Not only did he love competing in the sport, it also often saved him from the drudgery of homework.
"The one thing (my mom) allowed me to do was go hit tennis balls against the wall if I wanted to get out of home work for a bit," said Drysdale, who was at the Red Ledges' Cliff Drysdale Tennis School this weekend, teaching clinics at the tennis center he designed. The tennis center is part of the private recreational mountain community in the Heber Valley, which also boasts an 18-hole Jack Nicklaus Signature Golf Course.
In addition to teaching clinics to children and adults on Friday, Drysdale squared off against Gov. Gary Herbert Saturday afternoon as officials unveiled the state-of-the art facility.
Drysdale, who won 35 singles and 24 doubles titles in his career, started playing tennis because both of his parents played at their local club in South Africa.
He didn't know it then, but his mother's decision to allow him to take a break from his studies by hitting the tennis ball against a wall would hone his abundant natural ability.
"The best advice I can give anyone trying to learn the game is to hit the ball against a wall," he said. "The game is about ball control and the way to learn that is to hit it a lot."
It did not take him long to fall completely for the game.
"I loved it because I was really good at it," he said smiling. "It was, 'There goes Drysdale. He's the tennis player.'"
And while he loved the fact that it set him apart from other boys, he also just loved the game. He did not, however, grow up dreaming about earning a living as a tennis player.
That's because when Drysdale started playing competitively, in the early 60s, there was no professional tour or prize money.
"There were no coaches," he said. "I could tell you almost unbelievable stories from back then."
Tennis players might get financial support from tournaments or sponsors, but they didn't get prize money until 1968 with the advent of Open Tennis.

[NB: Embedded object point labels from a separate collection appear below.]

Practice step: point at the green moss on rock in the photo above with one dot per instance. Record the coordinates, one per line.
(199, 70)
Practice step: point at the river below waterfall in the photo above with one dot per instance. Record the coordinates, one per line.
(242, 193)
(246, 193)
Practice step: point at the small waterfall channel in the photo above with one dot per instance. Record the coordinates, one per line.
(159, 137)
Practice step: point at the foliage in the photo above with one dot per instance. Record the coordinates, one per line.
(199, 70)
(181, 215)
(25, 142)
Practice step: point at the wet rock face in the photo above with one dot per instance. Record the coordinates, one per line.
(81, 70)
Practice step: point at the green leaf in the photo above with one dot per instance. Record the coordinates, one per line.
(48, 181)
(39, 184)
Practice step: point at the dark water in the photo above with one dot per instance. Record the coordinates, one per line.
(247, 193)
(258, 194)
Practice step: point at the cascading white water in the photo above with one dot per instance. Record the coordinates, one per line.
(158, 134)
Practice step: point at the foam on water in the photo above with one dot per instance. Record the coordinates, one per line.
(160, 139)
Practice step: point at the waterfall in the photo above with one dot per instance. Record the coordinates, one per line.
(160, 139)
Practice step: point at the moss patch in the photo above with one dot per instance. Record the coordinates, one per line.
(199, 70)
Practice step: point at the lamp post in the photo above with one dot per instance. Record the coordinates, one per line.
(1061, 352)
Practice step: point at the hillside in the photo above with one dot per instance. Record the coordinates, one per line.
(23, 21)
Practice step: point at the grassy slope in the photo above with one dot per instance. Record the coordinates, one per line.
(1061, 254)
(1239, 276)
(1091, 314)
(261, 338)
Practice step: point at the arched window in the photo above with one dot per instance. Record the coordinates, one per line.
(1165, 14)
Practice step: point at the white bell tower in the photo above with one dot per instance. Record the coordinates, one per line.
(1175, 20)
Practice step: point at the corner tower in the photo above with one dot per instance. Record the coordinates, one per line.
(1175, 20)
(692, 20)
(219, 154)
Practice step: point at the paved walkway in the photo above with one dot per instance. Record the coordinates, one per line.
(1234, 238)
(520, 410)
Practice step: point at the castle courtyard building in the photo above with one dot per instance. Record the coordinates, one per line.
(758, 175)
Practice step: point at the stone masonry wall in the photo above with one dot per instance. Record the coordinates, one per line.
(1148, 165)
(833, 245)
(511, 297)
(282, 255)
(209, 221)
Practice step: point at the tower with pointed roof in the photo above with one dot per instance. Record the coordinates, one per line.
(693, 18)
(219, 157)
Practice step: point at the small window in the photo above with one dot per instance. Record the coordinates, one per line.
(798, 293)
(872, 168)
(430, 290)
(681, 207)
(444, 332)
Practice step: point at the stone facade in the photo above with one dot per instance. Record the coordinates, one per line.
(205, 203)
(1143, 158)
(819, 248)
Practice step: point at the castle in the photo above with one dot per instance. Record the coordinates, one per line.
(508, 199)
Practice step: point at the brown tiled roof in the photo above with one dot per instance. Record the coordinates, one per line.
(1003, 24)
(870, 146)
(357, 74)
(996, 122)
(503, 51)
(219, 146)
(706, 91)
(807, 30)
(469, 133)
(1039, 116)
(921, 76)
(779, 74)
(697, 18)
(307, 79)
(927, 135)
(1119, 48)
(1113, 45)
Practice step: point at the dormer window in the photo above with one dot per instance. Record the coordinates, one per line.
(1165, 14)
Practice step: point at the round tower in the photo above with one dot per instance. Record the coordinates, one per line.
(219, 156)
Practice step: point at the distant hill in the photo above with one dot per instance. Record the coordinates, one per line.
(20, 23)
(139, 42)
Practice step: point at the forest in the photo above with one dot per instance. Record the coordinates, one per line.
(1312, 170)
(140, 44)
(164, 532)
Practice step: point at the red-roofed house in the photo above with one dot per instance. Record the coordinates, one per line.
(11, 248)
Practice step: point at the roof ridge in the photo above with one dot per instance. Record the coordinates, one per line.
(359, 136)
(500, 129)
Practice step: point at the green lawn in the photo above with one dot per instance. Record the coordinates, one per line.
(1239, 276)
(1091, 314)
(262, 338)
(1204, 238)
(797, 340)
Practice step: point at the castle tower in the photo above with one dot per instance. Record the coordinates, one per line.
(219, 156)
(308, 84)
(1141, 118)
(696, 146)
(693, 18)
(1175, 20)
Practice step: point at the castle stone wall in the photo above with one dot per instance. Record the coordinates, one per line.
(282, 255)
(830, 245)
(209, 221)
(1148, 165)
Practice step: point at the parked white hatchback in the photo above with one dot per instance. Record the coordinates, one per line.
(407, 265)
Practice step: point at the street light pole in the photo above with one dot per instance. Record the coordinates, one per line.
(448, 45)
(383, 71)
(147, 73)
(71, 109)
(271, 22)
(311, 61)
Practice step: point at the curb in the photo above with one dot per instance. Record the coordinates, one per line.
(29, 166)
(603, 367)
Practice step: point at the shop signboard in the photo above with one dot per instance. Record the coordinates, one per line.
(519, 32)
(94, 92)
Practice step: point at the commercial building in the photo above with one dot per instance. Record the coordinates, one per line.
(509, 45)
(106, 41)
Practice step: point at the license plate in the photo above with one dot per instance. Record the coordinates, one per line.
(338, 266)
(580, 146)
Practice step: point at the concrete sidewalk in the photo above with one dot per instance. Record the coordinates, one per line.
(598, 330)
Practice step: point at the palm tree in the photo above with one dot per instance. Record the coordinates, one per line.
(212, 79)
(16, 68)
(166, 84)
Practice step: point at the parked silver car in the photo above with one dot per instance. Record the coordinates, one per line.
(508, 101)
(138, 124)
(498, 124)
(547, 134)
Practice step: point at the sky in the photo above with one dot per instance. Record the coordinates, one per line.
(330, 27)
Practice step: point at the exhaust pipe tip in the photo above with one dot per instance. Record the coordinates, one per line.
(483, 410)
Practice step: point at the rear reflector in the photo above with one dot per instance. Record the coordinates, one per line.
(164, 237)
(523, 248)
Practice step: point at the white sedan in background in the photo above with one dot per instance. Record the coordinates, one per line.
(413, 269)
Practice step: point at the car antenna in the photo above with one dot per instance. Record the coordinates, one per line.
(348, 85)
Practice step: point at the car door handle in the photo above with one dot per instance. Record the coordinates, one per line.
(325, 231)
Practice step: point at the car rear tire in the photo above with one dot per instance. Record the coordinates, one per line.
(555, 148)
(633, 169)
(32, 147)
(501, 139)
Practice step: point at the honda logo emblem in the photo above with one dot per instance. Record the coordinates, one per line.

"I never thought that I was going to make a living playing tennis," he said.. "It played because I really loved it; I really wanted to win."
Even after tournaments began offering prize money, Drysdale said the players battled more for bragging rights than living expenses.
"We were all playing for the pleasure of winning," said Drysdale, who was the founder and first president of the Association of Tennis Professionals.
In the 1970s tennis enjoyed huge popularity, due in large part to Lamar Hunt, who founded the American Football league and Major League Soccer. He leveraged his relationship with NBC to get major tennis tournaments on television and the athletes did their part by playing some brilliant, thrilling matches.
Drysdale isn't sure tennis will ever be that popular again, but said, "the game is very healthy at the moment."
One of the reasons is an abundance of youth programs across the country. Not only is access to the game better, but coaches have come up with strategies to make the sport more appealing to beginners.
For instance, some introductory leagues use a soft tennis ball, which enables beginners to have more control. That means less chasing the ball and more volleying.
Drysdale's playing career ended and almost immediately he was asked to become a broadcast commentator on ESPN and ABC for the game he loved. It was a similar friendship that helped him begin developing tennis centers in Florida.